There is, however, some variance in the score, indicated by the variance in the individual scores marked by black points as well as the bounds given by the percentiles, marked by the dash-dotted lines. We proceed to the final clustering by fixing the number of clusters to be J = 3 and training a final model from data. In order to avoid degenerate results, we train a model 7 times and select the model with the median silhouette score. This is likely to avoid minima with extreme values for the silhouette index. Since the k-means algorithm estimates the cluster centers as the averages of data and the data is either 0’s or 1’s, the cluster centers have a natural interpretation of being probabilities of individual diagnoses given in the cluster, and can thus be related with the risk of a diagnosis in a given group. The cluster centers for the three clusters are illustrated in Fig. 2. There are apparent similarities between the profiles and they do indeed share some characteristics in terms of diagnoses. For instance, each cluster is characterised by the diagnosis P59.0, which indicates neonatal jaundice associated with preterm delivery, and P22.9, which in turn corresponds to unspecified respiratory distress of newborn. These are diagnoses that are associated with the selection of the patient material from NICU, rather than distinguishing factors between them. Some of the diagnoses appear in only one cluster, like the H35.1 Retinopathy of maturity, which offers an avenue to explore further which factors occur together in this particular group.

124

J. Hollm´en and P. Papapetrou

Fig. 2. The cluster centers of the identified diagnosis profiles are illustrated. Each panel describes one of the three clusters in terms of probabilities of diagnoses in the cluster.

4

Summary and Conclusions

We have analyzed a database of patients treated at the neonatal intensive care unit (NICU) at the Helsinki Children’s Hospital in Finland. In particular, we focused on the set of diagnoses of patients and developed a vectorial 0–1 data representation for further analysis. The diagnostic profile for a patient is the listing of all diagnosis of a patient and can be represented as a vector of 0–1 data with all diagnoses as vector components, or attributes. Then we proceeded with a clustering approach and developed a suitable clustering model for the data through a model selection procedure. We presented the prototypes of the clusters and discussed the further possibilities of describing the data more accurately. A clustering model can be used to yield a practical, yet nontrivial description of the patient diagnoses as such. Some of the highlighted diagnoses are generic hallmarks for the patient material in question, but some others may yield interesting information about subsets of patients. These diagnostic profiles can be used to describe further the statistical dependencies of the individual diagnoses in subsets of patients, which can yield interesting, but unexplored knowledge about the domain.
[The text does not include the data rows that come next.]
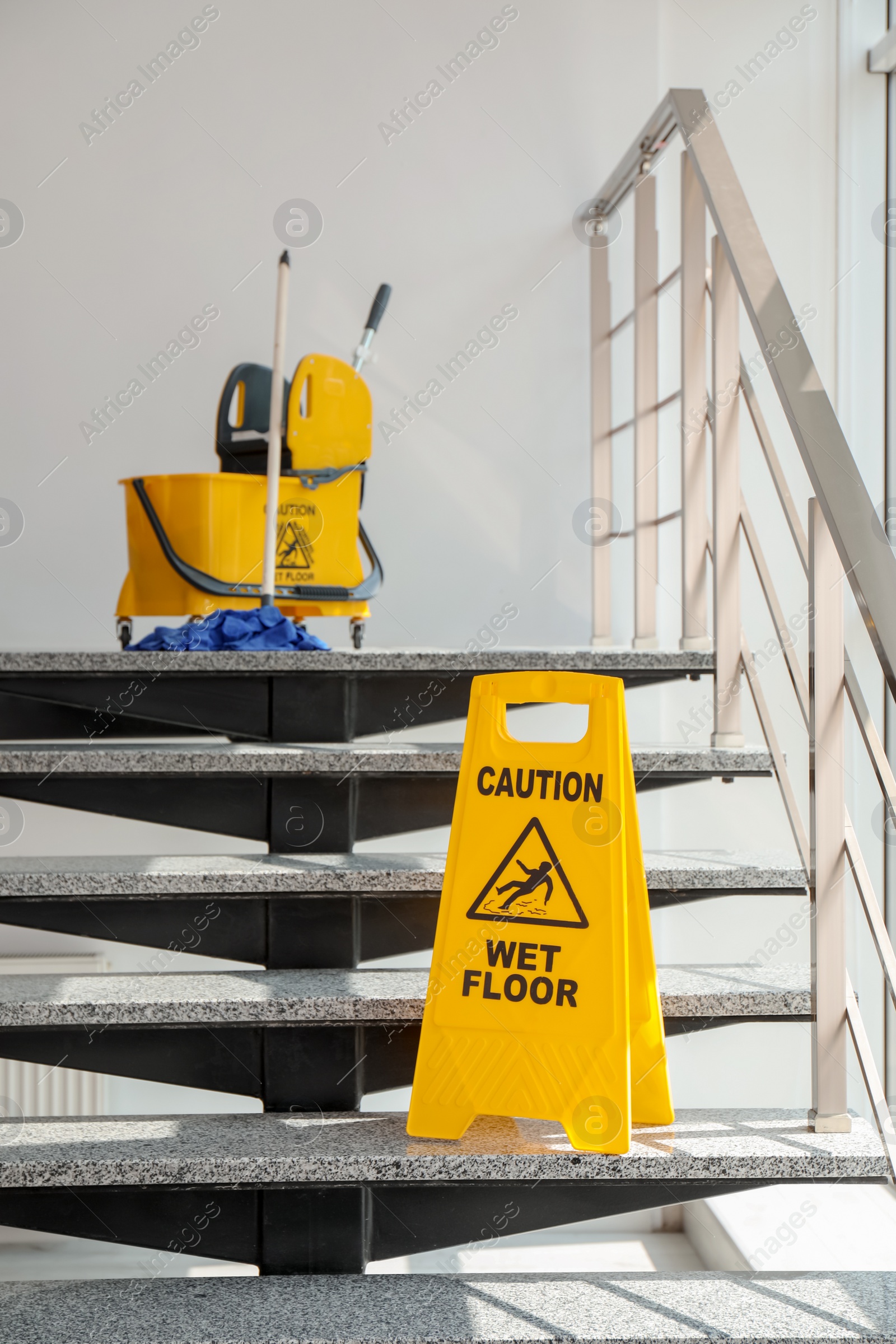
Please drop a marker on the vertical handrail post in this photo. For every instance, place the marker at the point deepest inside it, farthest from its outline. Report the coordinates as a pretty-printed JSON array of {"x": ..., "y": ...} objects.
[
  {"x": 695, "y": 633},
  {"x": 647, "y": 259},
  {"x": 827, "y": 830},
  {"x": 726, "y": 501},
  {"x": 601, "y": 448}
]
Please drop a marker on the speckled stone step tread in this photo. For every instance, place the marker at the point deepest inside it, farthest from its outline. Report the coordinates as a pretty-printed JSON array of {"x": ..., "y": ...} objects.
[
  {"x": 258, "y": 996},
  {"x": 352, "y": 1147},
  {"x": 685, "y": 870},
  {"x": 328, "y": 758},
  {"x": 367, "y": 662},
  {"x": 661, "y": 1308}
]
In order to derive more medical relevance from the profiles, we will discuss the findings further with the medical experts, and reflect the findings with external patient data, which has not been used in clustering.

Clustering Diagnostic Profiles

125

Acknowledgments. This work was partly supported by the VR-2016-03372 Swedish Research Council Starting Grant. The study was approved by the Helsinki University Central Hospital Ethics Committee, decision number 115/13/03/00/14 dated 8 April 2014. We thank Olli-Pekka Rinta-Koski for technical assistance with the data extraction.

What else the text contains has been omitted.